Nice to have experiments (medium priority - strongly consider)

(2) A missing gap is how K170me1 contributes to DNA binding and gene transcription. One possibility is that methylation enhances the DNA-binding activity of PPARγ. Given that the authors have all of the reagents, it would be possible to perform a gel shift assay (or other approach) with and without SETD6-mediated methylation. Is DNA binding affected/enhanced?

(3) Along these lines, I wonder if there is another possibility: could SETD6-mediated methylation of PPARγ drive SETD6-PPARγ interaction? In other words, in the K170R, is SETD6 still even associated with PPARγ, and this interaction is required for promoter recruitment? Alternatively, would a catalytic dead version of SETD6 fail to associate with PPARγ? Currently, no experiments test the impact of an unmethylatable version of PPARγ or a catalytic dead version of SETD6 on SETD6-PPARγ interaction or SETD6 recruitment to promoters.

Minor concerns (text and figure display)

(4) The text has multiple typos and grammatical errors, and there are some issues with the figure display.
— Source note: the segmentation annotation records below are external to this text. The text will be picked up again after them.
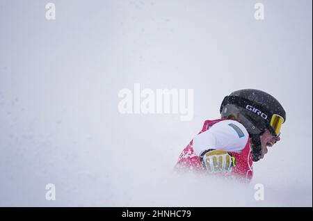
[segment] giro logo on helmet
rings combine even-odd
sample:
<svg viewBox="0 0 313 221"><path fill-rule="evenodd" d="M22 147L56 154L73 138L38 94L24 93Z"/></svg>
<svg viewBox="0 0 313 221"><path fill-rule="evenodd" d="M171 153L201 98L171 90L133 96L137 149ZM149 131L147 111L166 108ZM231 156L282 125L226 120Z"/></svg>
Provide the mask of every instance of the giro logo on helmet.
<svg viewBox="0 0 313 221"><path fill-rule="evenodd" d="M257 109L256 108L252 107L252 106L250 106L249 104L248 104L246 106L246 108L249 110L251 110L253 113L255 113L256 114L257 114L258 115L261 116L264 120L267 119L267 115L265 113L264 113L261 110Z"/></svg>

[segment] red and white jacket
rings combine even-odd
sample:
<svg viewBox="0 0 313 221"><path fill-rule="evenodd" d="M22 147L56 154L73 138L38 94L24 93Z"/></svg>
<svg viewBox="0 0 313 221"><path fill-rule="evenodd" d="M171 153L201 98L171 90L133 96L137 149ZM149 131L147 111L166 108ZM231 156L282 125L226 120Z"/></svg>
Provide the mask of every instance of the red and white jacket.
<svg viewBox="0 0 313 221"><path fill-rule="evenodd" d="M202 129L184 149L175 167L177 171L206 172L200 155L209 149L227 151L236 159L227 176L240 177L249 181L253 175L249 134L239 122L228 119L206 120Z"/></svg>

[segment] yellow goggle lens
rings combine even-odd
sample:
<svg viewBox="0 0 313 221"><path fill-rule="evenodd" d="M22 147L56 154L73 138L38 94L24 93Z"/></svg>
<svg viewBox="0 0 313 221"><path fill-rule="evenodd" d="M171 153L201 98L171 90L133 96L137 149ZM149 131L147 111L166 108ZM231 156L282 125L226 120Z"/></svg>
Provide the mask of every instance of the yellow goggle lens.
<svg viewBox="0 0 313 221"><path fill-rule="evenodd" d="M280 133L280 129L282 123L284 123L284 118L282 116L277 114L273 115L272 119L271 120L271 126L277 136Z"/></svg>

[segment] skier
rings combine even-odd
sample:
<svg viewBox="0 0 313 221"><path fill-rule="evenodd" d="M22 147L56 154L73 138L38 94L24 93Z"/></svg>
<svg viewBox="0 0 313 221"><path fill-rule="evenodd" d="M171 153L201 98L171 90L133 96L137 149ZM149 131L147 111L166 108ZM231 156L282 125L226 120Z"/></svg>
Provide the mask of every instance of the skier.
<svg viewBox="0 0 313 221"><path fill-rule="evenodd" d="M286 113L276 99L258 90L245 89L226 96L221 119L206 120L201 131L179 156L175 169L241 177L249 181L257 161L280 140Z"/></svg>

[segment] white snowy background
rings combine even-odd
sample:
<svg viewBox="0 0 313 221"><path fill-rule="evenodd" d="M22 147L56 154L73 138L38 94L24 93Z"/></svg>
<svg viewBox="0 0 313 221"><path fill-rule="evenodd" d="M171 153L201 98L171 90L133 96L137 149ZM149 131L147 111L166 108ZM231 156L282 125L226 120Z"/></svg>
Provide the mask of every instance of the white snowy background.
<svg viewBox="0 0 313 221"><path fill-rule="evenodd" d="M312 206L312 1L0 0L0 206ZM191 88L194 117L122 115L122 88ZM249 184L172 167L223 97L272 94L281 141ZM47 201L54 183L56 200ZM264 186L256 201L254 186Z"/></svg>

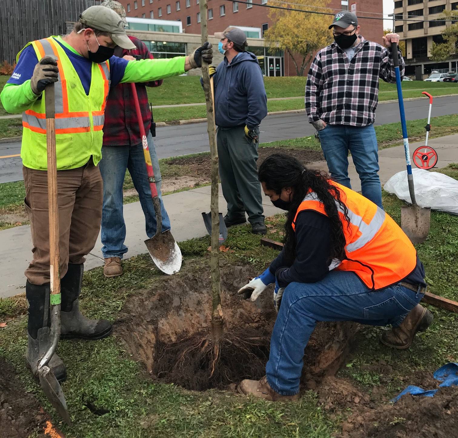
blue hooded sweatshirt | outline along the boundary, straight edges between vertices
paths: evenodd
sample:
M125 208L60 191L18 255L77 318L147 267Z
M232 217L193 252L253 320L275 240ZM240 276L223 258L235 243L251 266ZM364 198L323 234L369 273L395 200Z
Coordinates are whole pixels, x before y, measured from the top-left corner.
M213 76L215 123L222 128L246 125L252 129L267 115L267 96L259 63L251 52L224 60Z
Reviewer #2 (Public review):

Summary:

In this work, the authors investigated the regulation of the transcription factor PPARγ by the post-translational modification lysine methylation. The data demonstrate that the lysine methyltransferase SETD6 targets PPARγ for methylation using biochemical and cell-based assays. Methylation of PPARγ occurs in its DNA binding domain, and the authors demonstrate that loss of methylation limits PPARγ chromatin binding, particularly to lipid storage and metabolism gene promoters. As a physiological output, the authors demonstrate that deletion of SETD6 and loss of PPARγ methylation also disrupt lipid droplet accumulation in hepatocytes. In addition, the authors uncover a positive feedback loop in which SETD6 methylation of PPARγ also regulates its binding to the SETD6 promoter and expression of the gene.

Strengths:

One of the key strengths of this manuscript is the novelty of the findings in terms of identifying a new mode of regulation of PPARγ that modulates its chromatin association in cells and thereby regulates lipid metabolism genes. The authors nicely combine biochemical studies of SETD6 activity with cell-based assays investigating PPARγ and SETD6 function in regulating lipid storage. Data supporting this conclusion is largely convincing, and frequently, multiple assays are used to provide sufficient support to the conclusions. This work therefore expands regulatory modes of PPARγ and identifies a new target for SETD6, an enzyme that targets a number of other transcription factors. Furthermore, the regulatory loop that controls SETD6 expression via PPARγ methylation is likely important for understanding SETD6 function in different cell types that have high levels of lipid accumulation or regulation. The gene expression and lipid accumulation assays are useful for testing the physiological outcome of loss of SETD6 activity or PPARγ methylation directly.

Weaknesses:

The data presented in the manuscript are largely convincing in support of the authors' conclusions; however, there are some errors in the presentation of the figures and some issues in the text that would benefit from editing. Furthermore, there are some important questions not fully addressed in the results or discussion. It would be great if the authors could speculate more on the diverse roles of SETD6 in methylated transcription factors and/or provide more context regarding the conditions that are likely to support methylation of PPARγ by SETD6. Also, while a potential cross-talk between methylation and phosphorylation is described in the discussion, it would be great to provide more structural insight into how this might regulate DNA binding of PPARγ and/or discuss whether there are other possibilities given the location of the target lysine in the DNA binding domain.